Ces avancées, qui ont été annoncées le 1er décembre à l’Observatoire de Paris lors de l’inauguration, représentent une étape majeure pour les projets GCT et CTA.

Les premières images obtenues cet automne ne sont cependant que le début pour GCT. Le prototype actuel de télescope et de caméra va être testé de façon très rigoureuse et approfondie dans les mois à venir. Les concepts et procédés de fabrication doivent être validés et optimisés avant de lancer une pré-production de premiers de série. Sur la base de tout ce travail préparatoire, l’équipe internationale vise à construire au total 35 télescopes et caméras pour le site austral du futur observatoire CTA qui doit être implanté au Chili dans les prochaines années.

CTA est une initiative mondiale visant à construire l’observatoire le plus grand et le plus sensible en rayons gamma de très haute énergie. Plus de mille chercheurs et ingénieurs provenant de 32 pays et de plus de 170 instituts participent à ce projet. CTA sera un observatoire ouvert à une vaste communauté de physiciens et d’astrophysiciens, et permettra une étude approfondie de l’univers énergétique, non-thermique, et turbulent. Doté de plus d’une centaine de télescopes, l’observatoire CTA détectera le rayonnement cosmique de très haute énergie avec une précision inégalée et une sensibilité environ dix fois meilleure que les instruments actuels, offrant une vision nouvelle des phénomènes les plus extrêmes et les plus violents de l’univers (pour en savoir plus : http://www.cta-observatory.org/).

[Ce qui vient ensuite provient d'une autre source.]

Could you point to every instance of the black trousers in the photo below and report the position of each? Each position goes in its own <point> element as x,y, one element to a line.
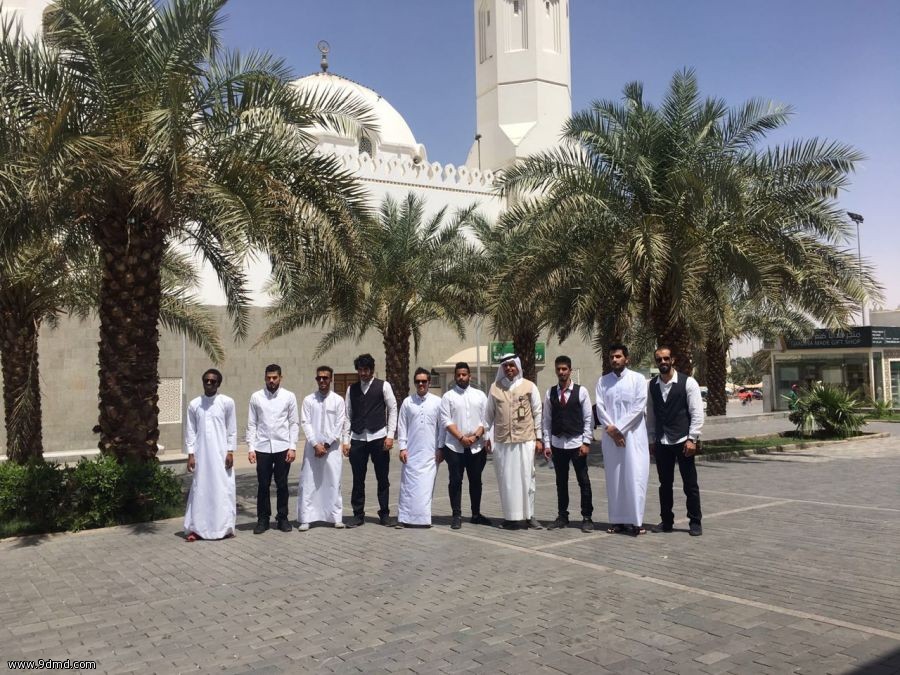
<point>666,456</point>
<point>561,459</point>
<point>360,452</point>
<point>472,465</point>
<point>267,464</point>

Au moins trois types de télescopes sont nécessaires pour couvrir l’ensemble du domaine spectral de CTA. Quatre grands télescopes (LSTs) seront indispensables pour étendre le domaine en énergie en-dessous de 100 GeV (Giga-électronvolt), et la sensibilité entre 100 GeV et 10 TeV (Téra-électronvolt) sera dominée par une quarantaine de télescopes de taille intermédiaire (MSTs) répartis sur les deux sites de CTA, dans l’hémisphère nord et dans l’hémisphère sud. Près de 70 petits télescopes (SSTs) sont requis sur le site austral pour garantir que CTA soit suffisamment sensible dans la partie haute du domaine d’énergie exploré, au-delà de quelques TeV et jusqu’ à 300 TeV. Le GCT est un de ces SSTs qui s’ajoute à l’effectif actuel de prototypes élaborés pour CTA dans le monde, avec le SST-1M (Cracovie, Pologne), le SST-2M « ASTRI » (Serra la Nave, Italie), le MST (Zeuthen, Allemagne) et le LST (La Palma, Espagne). Le consortium GCT regroupe une collaboration internationale d’instituts et d’universités d’Allemagne, Australie, France, Japon, Pays-Bas et Royaume-Uni.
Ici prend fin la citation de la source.